Code & Video Walkthrough
Current state
Proposal 1 : Causal / Debiased ranking
We do this by two ideas:
Factorization / mutual information
Factorization: As explained in “Don’t recommend the obvious”, factorizing the observed label into the item-only probability and the incremental behavior of the user helps to
learn deep interests of the user (like my watching the Minmin Chen’s talk (video) will produce a strong positive gradient, since item-only effect is not much)
learn popular items that are not of interest to the user (like a user not interested in politics on a news app)
We also compute task probabilities (logits) purely based on user features to be able to distinguish between the importance of a label. For instance, a power user may consume a decent fraction of the items shown to them, but a user who rarely visits might engage with very few. Hence the signal of a power user engaging with an item should be weaker than the signal from an infrequency user.
Proposal 2: Anchored causal ranking
The only change we make here from proposal 1 is to add independent loss terms to the position, user and item logits. This helps in providing direct gradient to them and they are trained in a matter that is almost unaffected by other features. For instance, ui_logits is thus trained to model the residual after taking out the part already explained by the user and item.
Related ideas
In long-tail learning via logit-adjustment authors explain different approaches to remove a dominant effect and shine more light on marginal classes. We use this idea above for marginal users and less popular (perhaps newer) items.
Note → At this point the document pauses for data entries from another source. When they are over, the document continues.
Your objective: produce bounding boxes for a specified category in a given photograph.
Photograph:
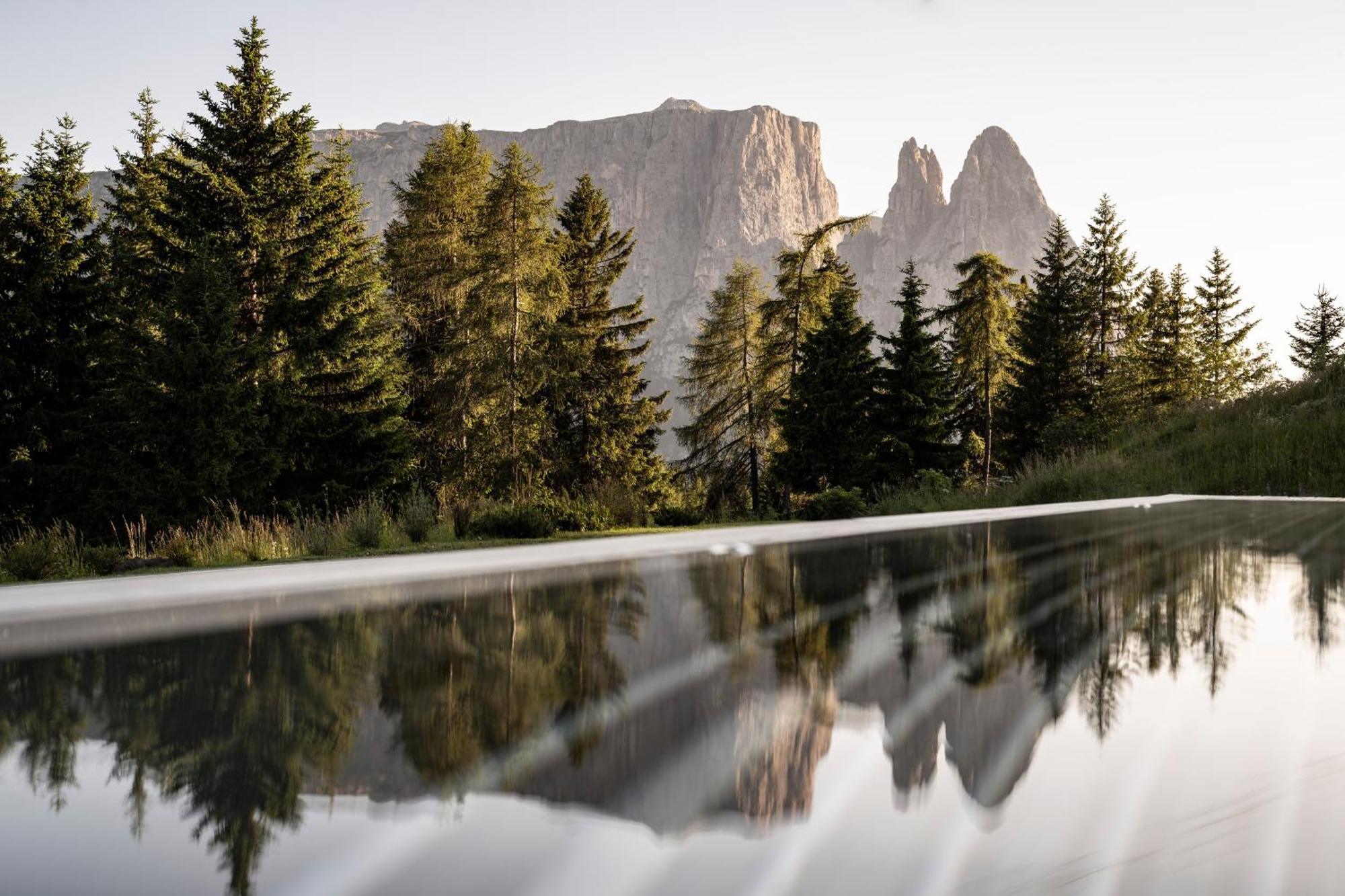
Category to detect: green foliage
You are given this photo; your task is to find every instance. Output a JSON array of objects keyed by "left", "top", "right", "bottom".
[
  {"left": 1077, "top": 194, "right": 1139, "bottom": 417},
  {"left": 936, "top": 251, "right": 1024, "bottom": 489},
  {"left": 397, "top": 483, "right": 438, "bottom": 544},
  {"left": 543, "top": 173, "right": 668, "bottom": 491},
  {"left": 773, "top": 250, "right": 878, "bottom": 491},
  {"left": 472, "top": 142, "right": 566, "bottom": 490},
  {"left": 799, "top": 489, "right": 869, "bottom": 520},
  {"left": 0, "top": 524, "right": 86, "bottom": 581},
  {"left": 874, "top": 258, "right": 955, "bottom": 482},
  {"left": 0, "top": 116, "right": 102, "bottom": 522},
  {"left": 383, "top": 124, "right": 499, "bottom": 494},
  {"left": 1005, "top": 218, "right": 1089, "bottom": 459},
  {"left": 342, "top": 494, "right": 393, "bottom": 551},
  {"left": 1289, "top": 286, "right": 1345, "bottom": 375},
  {"left": 118, "top": 20, "right": 408, "bottom": 520},
  {"left": 1196, "top": 246, "right": 1272, "bottom": 402},
  {"left": 467, "top": 503, "right": 557, "bottom": 538},
  {"left": 675, "top": 259, "right": 783, "bottom": 516},
  {"left": 654, "top": 503, "right": 705, "bottom": 526}
]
A commonly used approach in ads / intervention modeling is one of uplift / advantage modeling. The way they do this is Expected [Utility] / P(Conversion) if the user u was shown ad x - P(conversion) of the user without showing the ad. One way to model the counterfactual is similar the user only logits we have computed above.
Appendix
In this article,
expands on some of the factorization ideas covered above.
Inspiration
These are some papers/resources I have read on this.
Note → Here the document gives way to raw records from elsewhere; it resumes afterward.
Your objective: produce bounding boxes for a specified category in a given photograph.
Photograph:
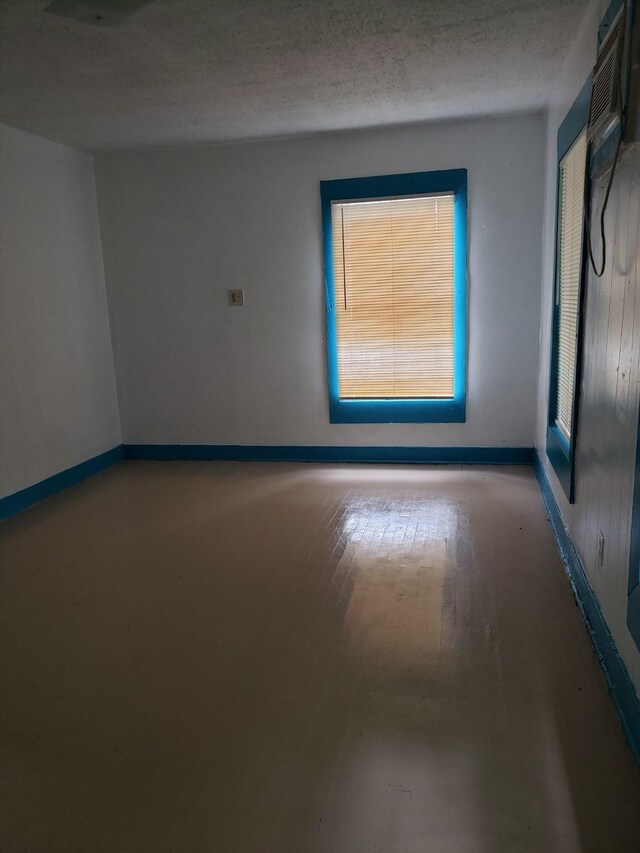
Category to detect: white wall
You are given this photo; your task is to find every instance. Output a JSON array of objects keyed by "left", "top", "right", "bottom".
[
  {"left": 537, "top": 0, "right": 640, "bottom": 690},
  {"left": 0, "top": 126, "right": 121, "bottom": 497},
  {"left": 96, "top": 115, "right": 545, "bottom": 446}
]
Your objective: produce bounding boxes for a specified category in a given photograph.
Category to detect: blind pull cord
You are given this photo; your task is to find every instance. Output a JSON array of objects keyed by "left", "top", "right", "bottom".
[{"left": 340, "top": 206, "right": 347, "bottom": 311}]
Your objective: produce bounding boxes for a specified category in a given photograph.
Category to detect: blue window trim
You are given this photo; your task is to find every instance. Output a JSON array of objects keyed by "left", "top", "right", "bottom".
[
  {"left": 546, "top": 75, "right": 591, "bottom": 503},
  {"left": 320, "top": 169, "right": 467, "bottom": 424}
]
Disentangling User Interest and Conformity for Recommendation with Causal Embedding
As shown above they learn different representations optimized for “interest” and “conformity” loss and then concatenate it. In our proposed approach we have not used this approach. If you want to try this, could replicate a user label say clicked with two others (i) “clicked & item is popular” for conformity loss (ii) “clicked & item is not popular” for interest loss.
Conformity-Aware Multi-Task Ranking
The authors learn an embedding for conformity and relevance losses and use the relevance embedding in the regular multi task estimator.
Long-tail learning via logit-adjustment
This paper is written in a multi-class classification context where some classes are much rarer than others. The authors show that removing the logit of the class by itself from the gradient helps in learning a balanced and fair model. Otherwise models tend to overindex towards dominant classes. For instance if you have an imbalanced dataset with 2 classes with prevalence 99% and 1% respectively, you will get a very high accuracy by focusing on the dominant class.
While this could have applications in multi-task recommender systems with imbalanced tasks, this also works in causal debiased ranking. In fact the proposed approach above could be considered deducting the item only logit from the gradient from the label.Model-agnostic counterfactual reasoning for eliminating popularity bias
Similar to logit adjustment, except in the prediction (not logit) space.
Disclaimer: These are the personal opinions of the author(s). Any assumptions, opinions stated here are theirs and not representative of their current or any prior employer(s). Apart from publicly available information, any other information here is not claimed to refer to any company including ones the author(s) may have worked in or been associated with.